L’inconnu des égouts de Rodez
Alors que Rodez pleure ses morts et espère une paix qui n’en finit pas de se laisser désirer, un fait bien mystérieux secoue la torpeur de la ville et fait oublier, l’espace de quelques semaines, les vêtements endeuillés des femmes et les listes de plus en plus longues des Aveyronnais morts au champ d’honneur.
L’histoire est suffisamment cocasse pour mériter d’être racontée. Le 1er mars 1918, trois élèves du lycée de Rodez entendent une voix qui les interpelle à hauteur d’une bouche d’égout située à l’entrée de la rue du Touat, côté place de la Cité.
« Qui est là ? Es ieou ? interroge l’un d’eux.
-Col ieou et coussi t’appelas ? ajoute son camarade.
-M’appeli Torfumo », leur répond la voix d’outre-tombe.
Ne sachant que faire, pressés du reste par le temps, les trois compères se promettent de remettre cette étrange conversation au lendemain. En attendant, ils prennent leurs jambes et leurs cartables à leurs cous pour éviter les foudres du surveillant général.
Un feuilleton qui rassemble plus d’une centaine de Ruthénois
Le soir même, dans la rue du Touat désertée par les passants, une vieille femme qui se dépêche de rentrer chez elle à la tombée de la nuit, sursaute en entendant une voix sourde et mystérieuse qui semble l’implorer.
« Bonnes gens qui par ici passez… »
Elle s’arrête net, tourne la tête de droite et de gauche, ne voit rien. Elle croit à un mauvais plaisantin quand tout à coup, sortie des profondeurs de la terre, la même voix sépulcrale :
« …Priez Dieu pour les trépassés ! »
Son sang ne fait qu’un tour et, se précipitant sur la place, elle s’enfuit sans demander son reste. A la maison, la pauvre femme raconte sa mésaventure mais personne ne prend son récit au sérieux.
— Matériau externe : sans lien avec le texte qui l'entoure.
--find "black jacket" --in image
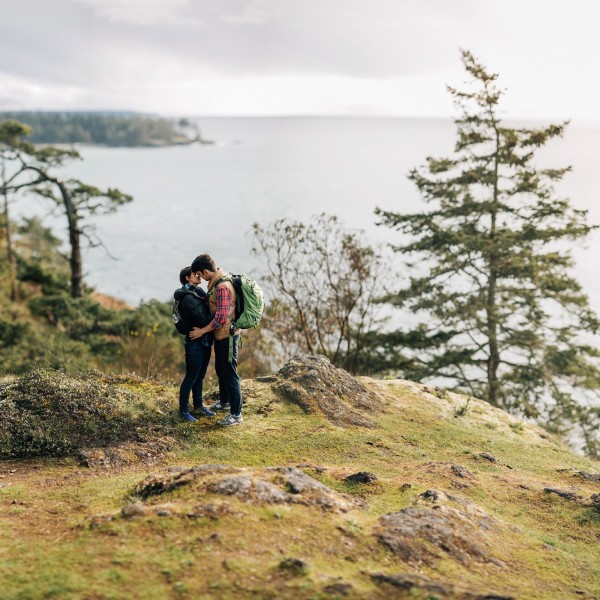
[173,284,212,339]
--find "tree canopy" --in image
[377,51,600,452]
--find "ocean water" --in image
[15,118,600,312]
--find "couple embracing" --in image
[174,254,244,427]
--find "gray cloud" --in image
[0,0,600,115]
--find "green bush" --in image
[0,369,171,458]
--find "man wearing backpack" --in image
[173,267,215,423]
[190,254,244,427]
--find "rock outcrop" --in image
[134,465,360,512]
[272,355,385,428]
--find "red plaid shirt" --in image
[210,285,231,329]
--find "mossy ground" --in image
[0,380,600,600]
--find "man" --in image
[190,254,244,427]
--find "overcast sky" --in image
[0,0,600,121]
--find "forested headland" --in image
[0,111,208,147]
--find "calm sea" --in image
[15,118,600,312]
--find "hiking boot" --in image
[179,411,198,423]
[217,415,244,427]
[192,406,217,417]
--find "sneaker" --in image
[193,406,217,417]
[217,415,244,427]
[179,412,198,423]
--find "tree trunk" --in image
[2,165,19,302]
[486,129,500,406]
[55,180,83,298]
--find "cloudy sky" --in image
[0,0,600,121]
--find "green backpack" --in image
[229,274,265,330]
[210,273,265,362]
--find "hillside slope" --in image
[0,357,600,600]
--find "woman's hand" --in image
[189,327,204,340]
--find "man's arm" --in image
[190,285,231,340]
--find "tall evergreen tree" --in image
[377,51,600,454]
[0,121,133,298]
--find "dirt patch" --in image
[134,465,359,512]
[76,436,175,469]
[272,355,384,428]
[371,573,513,600]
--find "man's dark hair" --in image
[192,254,217,273]
[179,267,192,285]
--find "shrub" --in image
[0,369,170,458]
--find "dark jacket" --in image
[173,283,212,342]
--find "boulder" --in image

Le lendemain, vers les 10 heures, accompagnés cette fois de leur professeur de gymnastique, M. de Plos, les trois lycéens se rendent sur les lieux. Quelques minutes se sont écoulées quand ils entendent la même voix les appeler.
Une conversation rapide s’engage. C’est le début d’un feuilleton qui va tenir en haleine durant deux semaines les Ruthénois, rassemblés chaque soir devant cette bouche, parfois à plus d’une centaine.
Un espion boche susceptible de dynamiter la cathédrale ?
Au fil des jours, les supputations vont bon train. Et, dans ce cas précis, les Ruthénois donnent libre cours à leur imagination : des sceptiques, qui parlent d’hallucination ou de folie collective. Des réalistes affirmant qu’il doit s’agir d’un pauvre diable qui, s’étant trompé de chemin, est entré, un soir, dans l’égout et qui depuis erre à l’aventure. Les plus objectifs rétorquent que seul un pauvre détraqué peut trouver sous terre ses délices et son bonheur. On s’inquiète donc auprès de l’asile. Sans résultat. On parle d’un déserteur ; d’un ventriloque. Restent les plus surréalistes. Et là, c’est du grandiose ! A la vitesse de l’éclair, la rumeur se répand qu’il pourrait s’agir d’un espion boche désireux de faire sauter Rodez en plastiquant les égouts. Mais alors une question se pose : comment diable un Allemand peut-il manier notre patois avec une aussi belle dextérité et sans accent ?
Une histoire sans lendemain
Pour mettre fin à tout ce tintouin qui menace de ridiculiser la ville, la police fait une descente au cœur même des égouts. Elle ne trouve rien mais le réseau souterrain s’étend sur plusieurs kilomètres qu’il est bien difficile aux pandores de tout vérifier. Et puis, la police n’a-t-elle pas d’autres chats à fouetter !
Le 14 mars, l’Union Catholique reçoit à son siège une lettre anonyme, signée d’un mystérieux Henri, classe 1919, qui fournit la clé de l’énigme. Le journal refuse de la publier. L’affaire, qui a fait grand bruit, retombe d’elle-même. Rodez retrouve son calme et quand les cloches de l’Armistice se mettent à sonner à toute volée, le 11 novembre 1918, les égouts ont depuis longtemps évacué la voix de Torfumo en même temps que les nuisances de notre quotidien.